“I attempt to multiply the power of temptation by displaying it on my canvasses.”
The Chinese artist Ling Jian paints attractive young women of Asian descent in a hyperrealist and exaggerated manner that reflects his two decade study of and immersion in European art.
As he told the lifestyle magazine Homemtl “Young women are a very ancient and eternal art topic. During my return to the Chinese culture in recent years, great changes have taken place there. I grew during the Cultural Revolution period. Sexy, vane, vulnerable woman did not exist, or [they were] not allowed to exist. But the reality of today in a commercial society, all of which shows in front of you, the ideal values and the practical values have conflicted greatly causing the vanity, vulnerability and sexuality.”
An observation Jian expands upon in his essay Something transient – A choice of temptation. “The cold skin of the lady in my painting symbolizes a high degree of spiritual indifference and melancholy that come[s] about when ideals have vanished… If we take a chronological look at the history and evolution of humanity, women are very often the symbol of an era. By taking a closer look at the changes in women and how they are represented, various changes can be suggested about the human race. By the same token, women’s attire, decorum and the manner that they are advertised in pictures aptly represents Shanghai in the 1920’s, the Renaissance in Europe and even present day global developments that we have come to understand in terms of politics, economics and culture through these respective periods – women are the manifestation of myriad personalities and lifestyles in a particular climate. This is why it can be said that women take the lead in changing the times. These “beautiful women’ in my paintings are simply spiritual representations of the Chinese and their new found complacency towards neo-nationalism as well as towards their values and aesthetic perspectives.”
Born in 1963, Jian grew up during the restrictive times of China’s Cultural Revolution. In the 1980’s he studied abstraction at the Fine Arts Department of Tsinghua University Art College in Beijing and after graduating he moved to Europe.
As he told Zhang Yizhou in a 2008 interview “Abstract art didn’t have any meaning for me. I couldn’t express my feelings or the interesting times we live in with it. Age strides such big space in time, from the proletariat 1950’s and 1960’s when I was a boy, when there was a revolutionary ideal in difficult economic situations, to 1980’s and 1990’s when I was abroad, discovering that the economic development in the West gave rise to the high quality of the cultural life, till I came back to China in late 1990’s when China has already started its substantial boom. Those huge changes formed my ideas about many things. Many questions, contradictions and ideal impacts.”

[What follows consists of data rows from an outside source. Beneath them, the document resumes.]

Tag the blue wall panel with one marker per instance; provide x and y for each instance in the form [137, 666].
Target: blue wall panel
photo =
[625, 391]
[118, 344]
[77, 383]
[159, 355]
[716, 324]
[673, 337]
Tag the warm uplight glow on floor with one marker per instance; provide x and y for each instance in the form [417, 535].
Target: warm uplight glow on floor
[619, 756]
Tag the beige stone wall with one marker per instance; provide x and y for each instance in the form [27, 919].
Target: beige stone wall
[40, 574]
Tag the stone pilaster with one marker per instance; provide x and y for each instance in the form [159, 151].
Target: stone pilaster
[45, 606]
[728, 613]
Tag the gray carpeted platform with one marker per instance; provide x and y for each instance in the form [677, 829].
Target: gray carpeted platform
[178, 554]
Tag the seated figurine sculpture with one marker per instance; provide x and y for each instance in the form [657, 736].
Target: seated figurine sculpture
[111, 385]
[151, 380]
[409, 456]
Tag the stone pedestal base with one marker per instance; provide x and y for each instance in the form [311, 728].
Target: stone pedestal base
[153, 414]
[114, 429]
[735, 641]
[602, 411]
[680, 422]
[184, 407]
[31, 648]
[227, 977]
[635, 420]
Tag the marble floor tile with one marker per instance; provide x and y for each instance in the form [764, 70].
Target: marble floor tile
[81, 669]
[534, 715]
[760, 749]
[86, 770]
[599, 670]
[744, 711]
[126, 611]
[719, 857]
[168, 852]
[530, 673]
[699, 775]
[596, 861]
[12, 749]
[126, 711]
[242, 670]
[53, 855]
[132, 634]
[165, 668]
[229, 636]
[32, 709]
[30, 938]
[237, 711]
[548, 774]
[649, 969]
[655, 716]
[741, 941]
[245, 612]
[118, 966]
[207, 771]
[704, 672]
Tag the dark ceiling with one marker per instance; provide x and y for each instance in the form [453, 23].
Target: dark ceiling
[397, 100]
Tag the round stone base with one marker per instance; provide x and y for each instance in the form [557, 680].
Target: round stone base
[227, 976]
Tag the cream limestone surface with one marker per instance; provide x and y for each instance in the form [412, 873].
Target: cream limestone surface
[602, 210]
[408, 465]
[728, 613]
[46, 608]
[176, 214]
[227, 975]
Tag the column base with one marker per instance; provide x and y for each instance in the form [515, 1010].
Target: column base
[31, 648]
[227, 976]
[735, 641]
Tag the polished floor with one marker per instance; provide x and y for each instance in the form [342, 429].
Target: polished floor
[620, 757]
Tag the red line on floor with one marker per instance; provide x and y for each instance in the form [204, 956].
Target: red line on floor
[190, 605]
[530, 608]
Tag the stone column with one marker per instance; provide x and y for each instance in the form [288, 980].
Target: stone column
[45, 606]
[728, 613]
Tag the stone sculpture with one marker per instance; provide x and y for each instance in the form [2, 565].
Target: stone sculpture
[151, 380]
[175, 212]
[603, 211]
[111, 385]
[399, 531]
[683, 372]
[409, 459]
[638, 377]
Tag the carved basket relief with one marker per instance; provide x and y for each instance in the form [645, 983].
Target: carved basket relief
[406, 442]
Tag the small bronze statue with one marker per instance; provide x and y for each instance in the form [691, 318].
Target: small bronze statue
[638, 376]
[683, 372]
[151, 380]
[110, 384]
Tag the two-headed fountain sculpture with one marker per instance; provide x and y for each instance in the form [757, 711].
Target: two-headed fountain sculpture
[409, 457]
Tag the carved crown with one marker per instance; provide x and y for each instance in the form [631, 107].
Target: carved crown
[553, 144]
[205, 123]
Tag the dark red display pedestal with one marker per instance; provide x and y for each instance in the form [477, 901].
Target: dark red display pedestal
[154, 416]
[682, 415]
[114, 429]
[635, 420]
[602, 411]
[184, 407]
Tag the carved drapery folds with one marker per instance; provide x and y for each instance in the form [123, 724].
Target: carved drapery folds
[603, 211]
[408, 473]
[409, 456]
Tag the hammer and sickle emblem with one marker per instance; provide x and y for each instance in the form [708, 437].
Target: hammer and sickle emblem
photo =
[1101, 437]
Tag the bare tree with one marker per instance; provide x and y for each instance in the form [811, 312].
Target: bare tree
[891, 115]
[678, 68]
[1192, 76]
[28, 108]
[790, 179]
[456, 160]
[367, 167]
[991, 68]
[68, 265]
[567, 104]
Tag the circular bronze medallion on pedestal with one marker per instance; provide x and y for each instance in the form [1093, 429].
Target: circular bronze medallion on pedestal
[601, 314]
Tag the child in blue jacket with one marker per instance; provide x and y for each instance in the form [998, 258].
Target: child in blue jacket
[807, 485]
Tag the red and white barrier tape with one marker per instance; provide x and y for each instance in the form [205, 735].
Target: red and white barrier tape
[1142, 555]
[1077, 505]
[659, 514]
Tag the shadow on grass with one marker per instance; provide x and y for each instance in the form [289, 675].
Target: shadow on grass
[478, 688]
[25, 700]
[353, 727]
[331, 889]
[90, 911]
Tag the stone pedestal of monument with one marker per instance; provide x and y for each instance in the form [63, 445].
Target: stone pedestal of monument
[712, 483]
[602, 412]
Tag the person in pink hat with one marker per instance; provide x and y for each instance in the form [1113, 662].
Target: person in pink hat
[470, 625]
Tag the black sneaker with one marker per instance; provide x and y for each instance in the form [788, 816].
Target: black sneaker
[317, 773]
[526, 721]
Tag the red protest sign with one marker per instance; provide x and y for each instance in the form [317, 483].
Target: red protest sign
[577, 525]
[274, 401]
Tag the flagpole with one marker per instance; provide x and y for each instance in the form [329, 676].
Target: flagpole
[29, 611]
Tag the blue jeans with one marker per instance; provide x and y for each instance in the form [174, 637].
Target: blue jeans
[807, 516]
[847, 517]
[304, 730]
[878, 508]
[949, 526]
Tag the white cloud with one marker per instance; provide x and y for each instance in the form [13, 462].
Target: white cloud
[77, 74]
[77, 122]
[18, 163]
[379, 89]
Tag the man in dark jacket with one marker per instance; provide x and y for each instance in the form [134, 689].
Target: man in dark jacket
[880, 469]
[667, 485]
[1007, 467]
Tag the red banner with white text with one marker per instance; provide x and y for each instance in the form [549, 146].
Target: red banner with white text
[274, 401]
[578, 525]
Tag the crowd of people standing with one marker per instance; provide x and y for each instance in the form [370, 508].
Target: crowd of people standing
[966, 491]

Now working in a realist style which combined with Jian’s cross cultural fertilization enables him to speak to both the East and the West.
As the American art critic Peter Frank noted in his essay Ling Jian – Two Worlds, One System “Ling Jian’s art is, thus, not Westernized Chinese art (or, for that matter, Orientalized western art), but a carefully negotiated hybridization calibrated to the artist’s expressive concerns… What speaks to Chinese circumstances not only speaks to Westerners about those circumstances, but speaks to Western conditions as well. Ling’s paintings, it turns out, are not windows onto a distant civilization, but mirrors of the global village into which the distance has been collapsing.”
Jian’s current exhibition Nature Chain is on show at New York’s Klein Sun Gallery until the 23rd of December.